PAT LASCH: NY Times article – Ars Longa Except When MoMA Throws It Out

PAT LASCH in NYT

ARS LONGA by Randy Kennedy for New York Times January 21, 2017

The New York sculptor Pat Lasch has spent her career making work that plays with the distinction between ordinary things and things belonging in museums: realistic-looking ball gowns made from dried acrylic paint; plaster eggs; towering decorative cakes fashioned from wood and paper.

Her fascination with cakes grew out of a notion of them as markers of time’s passage, through birthdays, weddings and other occasions. And cakes have also helped her remember her father, a German-born pastry chef who gave her some life advice when she worked in his bakery as a teenager, piping the icing: “If you make a mistake, put a rose on it.”

Recently Ms. Lasch, 72, discovered a mistake that even the loveliest rose is unlikely to fix: The Museum of Modern Art, which commissioned a 5-foot-2-inch-tall cake sculpture in 1979 as part of its 50th anniversary, appears to have discarded the piece, which Ms.
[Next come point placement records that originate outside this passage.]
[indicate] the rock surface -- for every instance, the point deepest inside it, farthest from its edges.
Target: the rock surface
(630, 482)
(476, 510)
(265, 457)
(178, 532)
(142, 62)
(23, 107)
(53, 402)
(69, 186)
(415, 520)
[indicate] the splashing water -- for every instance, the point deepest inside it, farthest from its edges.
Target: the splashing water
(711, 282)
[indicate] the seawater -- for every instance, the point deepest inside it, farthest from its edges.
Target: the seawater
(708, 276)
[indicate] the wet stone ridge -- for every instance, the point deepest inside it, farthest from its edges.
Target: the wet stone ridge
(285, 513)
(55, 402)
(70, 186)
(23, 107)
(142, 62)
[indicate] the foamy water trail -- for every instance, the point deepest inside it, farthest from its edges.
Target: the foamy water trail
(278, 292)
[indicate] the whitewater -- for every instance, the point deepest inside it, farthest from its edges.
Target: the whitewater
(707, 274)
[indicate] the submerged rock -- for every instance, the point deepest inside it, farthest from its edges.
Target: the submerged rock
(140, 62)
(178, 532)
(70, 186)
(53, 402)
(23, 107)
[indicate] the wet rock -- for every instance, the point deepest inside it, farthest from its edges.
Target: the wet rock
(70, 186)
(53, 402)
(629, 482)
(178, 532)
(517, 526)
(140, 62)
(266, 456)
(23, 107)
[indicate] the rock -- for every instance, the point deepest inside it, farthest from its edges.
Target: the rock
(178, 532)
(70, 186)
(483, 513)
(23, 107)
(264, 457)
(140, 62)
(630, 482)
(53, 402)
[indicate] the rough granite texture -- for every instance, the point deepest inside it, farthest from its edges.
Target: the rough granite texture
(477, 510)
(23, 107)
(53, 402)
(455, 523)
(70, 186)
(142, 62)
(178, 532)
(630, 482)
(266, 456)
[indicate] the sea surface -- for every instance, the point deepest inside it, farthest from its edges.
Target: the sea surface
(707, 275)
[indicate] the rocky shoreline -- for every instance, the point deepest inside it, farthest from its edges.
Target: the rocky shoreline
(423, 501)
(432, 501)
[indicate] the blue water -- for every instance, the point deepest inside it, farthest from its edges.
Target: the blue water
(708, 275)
Lasch wanted to borrow for a retrospective of her work opening in March at the Palm Springs Art Museum in California.

Ms. Lasch, a first-generation feminist who started working in the early 1970s, said she contacted the Museum of Modern Art last fall after the curator in Palm Springs, Mara Gladstone, was unable to find records of the cake sculpture in the archives at MoMA. “Mara said, ‘Pat, I don’t know how to tell you this,” Ms. Lasch recalled in a recent interview.